Point Agora’s ConvoAI REST /join endpoint at your MCP server by adding one mcp_servers entry under llm and flipping advanced_features.enable_tools on. Everything else — vendor, LLM URL, ASR, TTS — stays exactly as you already have it.
{
  "properties": {
    "llm": {
      "mcp_servers": [{
        "name": "moss",
        "endpoint": "https://<your-mcp-host>/mcp",
        "transport": "streamable_http",
        "allowed_tools": ["search_knowledge_base"]
      }]
    },
    "advanced_features": { "enable_tools": true }
  }
}
Agora rules to watch:
  • Server-entry name must be ≤48 characters and alphanumeric only (no hyphens, underscores, or dots).
  • Transport must be streamable_http.
  • advanced_features.enable_tools must be true.

Configuration

MossAgoraSearch

ParameterTypeDefaultDescription
project_idstr | NoneNoneYour Moss Project ID. Read it from MOSS_PROJECT_ID and pass it in.
project_keystr | NoneNoneYour Moss Project Key.
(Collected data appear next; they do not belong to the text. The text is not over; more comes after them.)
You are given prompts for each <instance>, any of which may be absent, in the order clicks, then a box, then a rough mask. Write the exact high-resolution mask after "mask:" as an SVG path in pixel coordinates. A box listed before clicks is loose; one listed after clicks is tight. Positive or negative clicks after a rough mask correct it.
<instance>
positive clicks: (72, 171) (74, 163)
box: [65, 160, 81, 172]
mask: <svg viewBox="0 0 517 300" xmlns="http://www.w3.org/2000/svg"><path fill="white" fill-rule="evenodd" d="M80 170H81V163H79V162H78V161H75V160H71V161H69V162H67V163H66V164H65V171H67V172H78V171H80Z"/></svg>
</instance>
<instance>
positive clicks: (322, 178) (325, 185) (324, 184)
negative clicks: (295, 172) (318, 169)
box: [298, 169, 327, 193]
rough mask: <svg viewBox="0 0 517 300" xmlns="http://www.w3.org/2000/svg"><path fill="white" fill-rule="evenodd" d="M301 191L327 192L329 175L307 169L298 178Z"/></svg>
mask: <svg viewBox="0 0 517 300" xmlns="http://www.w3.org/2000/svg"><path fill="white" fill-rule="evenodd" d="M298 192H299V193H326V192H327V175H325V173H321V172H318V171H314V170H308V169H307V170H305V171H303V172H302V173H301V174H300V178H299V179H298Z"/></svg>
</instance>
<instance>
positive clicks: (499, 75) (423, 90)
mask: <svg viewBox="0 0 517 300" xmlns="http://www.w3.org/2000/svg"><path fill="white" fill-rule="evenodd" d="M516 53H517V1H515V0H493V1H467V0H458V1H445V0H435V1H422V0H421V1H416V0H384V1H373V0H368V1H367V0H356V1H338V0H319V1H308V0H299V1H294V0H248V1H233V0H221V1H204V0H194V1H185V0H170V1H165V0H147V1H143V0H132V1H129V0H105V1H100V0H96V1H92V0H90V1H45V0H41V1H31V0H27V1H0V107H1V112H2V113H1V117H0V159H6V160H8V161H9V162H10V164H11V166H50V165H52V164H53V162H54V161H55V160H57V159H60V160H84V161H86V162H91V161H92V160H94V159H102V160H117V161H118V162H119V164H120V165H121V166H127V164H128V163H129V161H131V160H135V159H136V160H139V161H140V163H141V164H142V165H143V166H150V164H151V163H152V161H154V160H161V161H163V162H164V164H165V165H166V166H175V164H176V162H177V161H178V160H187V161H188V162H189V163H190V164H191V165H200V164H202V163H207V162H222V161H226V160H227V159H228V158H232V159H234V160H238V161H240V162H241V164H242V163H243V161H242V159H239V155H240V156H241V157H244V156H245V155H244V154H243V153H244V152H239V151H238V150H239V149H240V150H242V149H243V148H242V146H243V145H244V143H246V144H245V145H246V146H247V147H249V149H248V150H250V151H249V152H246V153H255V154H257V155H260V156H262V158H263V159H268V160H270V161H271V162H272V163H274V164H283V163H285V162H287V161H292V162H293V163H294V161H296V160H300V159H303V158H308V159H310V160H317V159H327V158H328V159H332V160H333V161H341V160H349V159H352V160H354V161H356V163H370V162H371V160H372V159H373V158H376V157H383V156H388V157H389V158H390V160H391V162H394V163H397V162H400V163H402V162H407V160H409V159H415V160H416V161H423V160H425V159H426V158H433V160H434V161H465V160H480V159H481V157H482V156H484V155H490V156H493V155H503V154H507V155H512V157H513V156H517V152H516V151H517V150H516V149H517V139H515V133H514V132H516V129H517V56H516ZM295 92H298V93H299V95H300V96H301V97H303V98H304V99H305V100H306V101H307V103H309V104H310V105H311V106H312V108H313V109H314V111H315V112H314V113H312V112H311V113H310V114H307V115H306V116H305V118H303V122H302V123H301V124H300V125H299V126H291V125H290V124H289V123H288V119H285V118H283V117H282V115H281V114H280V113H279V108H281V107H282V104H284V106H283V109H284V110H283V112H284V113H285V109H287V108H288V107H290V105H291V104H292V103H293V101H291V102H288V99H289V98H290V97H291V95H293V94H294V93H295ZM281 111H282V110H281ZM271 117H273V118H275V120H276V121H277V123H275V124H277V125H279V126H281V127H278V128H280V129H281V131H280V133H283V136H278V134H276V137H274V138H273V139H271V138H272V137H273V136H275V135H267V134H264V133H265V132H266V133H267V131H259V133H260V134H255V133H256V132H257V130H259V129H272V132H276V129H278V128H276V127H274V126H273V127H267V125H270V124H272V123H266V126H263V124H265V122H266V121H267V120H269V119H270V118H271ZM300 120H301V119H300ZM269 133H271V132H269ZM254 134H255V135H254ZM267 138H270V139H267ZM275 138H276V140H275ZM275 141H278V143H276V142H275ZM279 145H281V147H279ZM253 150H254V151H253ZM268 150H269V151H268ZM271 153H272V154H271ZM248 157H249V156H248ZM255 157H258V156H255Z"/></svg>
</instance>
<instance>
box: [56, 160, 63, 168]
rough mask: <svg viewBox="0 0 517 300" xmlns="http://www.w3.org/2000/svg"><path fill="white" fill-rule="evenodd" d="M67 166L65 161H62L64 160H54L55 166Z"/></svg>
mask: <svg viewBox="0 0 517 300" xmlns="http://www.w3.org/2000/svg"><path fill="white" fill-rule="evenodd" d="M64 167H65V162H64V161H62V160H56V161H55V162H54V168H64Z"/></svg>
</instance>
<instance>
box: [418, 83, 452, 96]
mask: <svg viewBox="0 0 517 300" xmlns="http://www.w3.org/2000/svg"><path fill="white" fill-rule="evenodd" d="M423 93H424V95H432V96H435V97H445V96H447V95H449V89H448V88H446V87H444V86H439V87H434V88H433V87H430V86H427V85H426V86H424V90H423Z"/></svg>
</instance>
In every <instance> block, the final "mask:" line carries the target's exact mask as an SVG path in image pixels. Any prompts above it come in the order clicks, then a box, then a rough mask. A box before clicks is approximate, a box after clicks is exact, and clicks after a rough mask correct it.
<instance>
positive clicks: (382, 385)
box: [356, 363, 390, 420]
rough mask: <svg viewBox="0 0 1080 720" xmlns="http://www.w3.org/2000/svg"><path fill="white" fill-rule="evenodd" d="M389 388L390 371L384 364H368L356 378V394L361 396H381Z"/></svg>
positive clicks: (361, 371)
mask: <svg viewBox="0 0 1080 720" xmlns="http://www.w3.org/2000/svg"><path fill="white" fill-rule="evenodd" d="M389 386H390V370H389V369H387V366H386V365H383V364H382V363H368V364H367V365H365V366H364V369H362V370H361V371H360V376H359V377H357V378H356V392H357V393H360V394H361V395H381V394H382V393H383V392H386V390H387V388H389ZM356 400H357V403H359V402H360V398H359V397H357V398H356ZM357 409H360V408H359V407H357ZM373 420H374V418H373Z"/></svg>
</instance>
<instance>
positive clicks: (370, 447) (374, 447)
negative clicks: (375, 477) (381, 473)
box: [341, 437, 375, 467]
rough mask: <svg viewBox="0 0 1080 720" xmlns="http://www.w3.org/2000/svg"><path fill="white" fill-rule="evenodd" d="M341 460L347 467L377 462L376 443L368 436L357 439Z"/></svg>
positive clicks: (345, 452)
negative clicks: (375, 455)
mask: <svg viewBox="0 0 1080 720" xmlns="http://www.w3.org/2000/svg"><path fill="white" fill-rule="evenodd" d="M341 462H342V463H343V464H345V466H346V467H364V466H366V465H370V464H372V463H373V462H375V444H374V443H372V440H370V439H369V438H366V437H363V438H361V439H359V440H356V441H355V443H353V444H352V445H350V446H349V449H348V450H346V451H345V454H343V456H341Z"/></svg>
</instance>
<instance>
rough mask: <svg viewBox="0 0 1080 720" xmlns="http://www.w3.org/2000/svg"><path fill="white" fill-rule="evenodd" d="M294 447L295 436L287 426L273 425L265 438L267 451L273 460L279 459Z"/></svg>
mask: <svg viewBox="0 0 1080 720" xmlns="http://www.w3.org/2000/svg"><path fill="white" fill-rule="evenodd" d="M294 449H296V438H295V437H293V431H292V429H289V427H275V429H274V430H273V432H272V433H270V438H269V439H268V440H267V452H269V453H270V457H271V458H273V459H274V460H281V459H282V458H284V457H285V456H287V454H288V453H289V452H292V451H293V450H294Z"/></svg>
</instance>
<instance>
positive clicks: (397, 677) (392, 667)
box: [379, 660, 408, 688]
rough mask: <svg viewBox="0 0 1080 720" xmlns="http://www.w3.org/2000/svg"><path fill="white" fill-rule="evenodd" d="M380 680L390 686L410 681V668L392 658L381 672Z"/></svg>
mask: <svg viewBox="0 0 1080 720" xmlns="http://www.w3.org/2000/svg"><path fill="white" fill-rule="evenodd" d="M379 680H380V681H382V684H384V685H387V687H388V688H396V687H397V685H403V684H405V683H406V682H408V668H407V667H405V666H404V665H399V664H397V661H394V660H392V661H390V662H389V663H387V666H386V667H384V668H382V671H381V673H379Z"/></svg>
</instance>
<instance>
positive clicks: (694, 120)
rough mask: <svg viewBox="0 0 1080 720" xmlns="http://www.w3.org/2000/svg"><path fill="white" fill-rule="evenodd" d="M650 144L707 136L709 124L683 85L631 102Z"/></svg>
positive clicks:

Read it from MOSS_PROJECT_KEY and pass it in.
index_namestrRequiredThe name of the Moss index to query.
top_kint5Number of results to retrieve per query.
alphafloat0.8Hybrid search weighting. 0.0 = keyword only, 1.0 = semantic only.
MossAgoraSearch.search() returns an AgoraSearchResult with documents: list[dict] ({"content": str, "similarity": float}) and time_taken_ms: int | None.

create_mcp_app

ArgumentTypeDescription
searchMossAgoraSearchA configured adapter. The returned FastMCP app awaits search.load_index() in its lifespan before accepting tool calls.
Returns a FastMCP instance exposing a single tool: search_knowledge_base(query: str). Exceptions from the adapter are surfaced to the LLM as MCP tool-errors.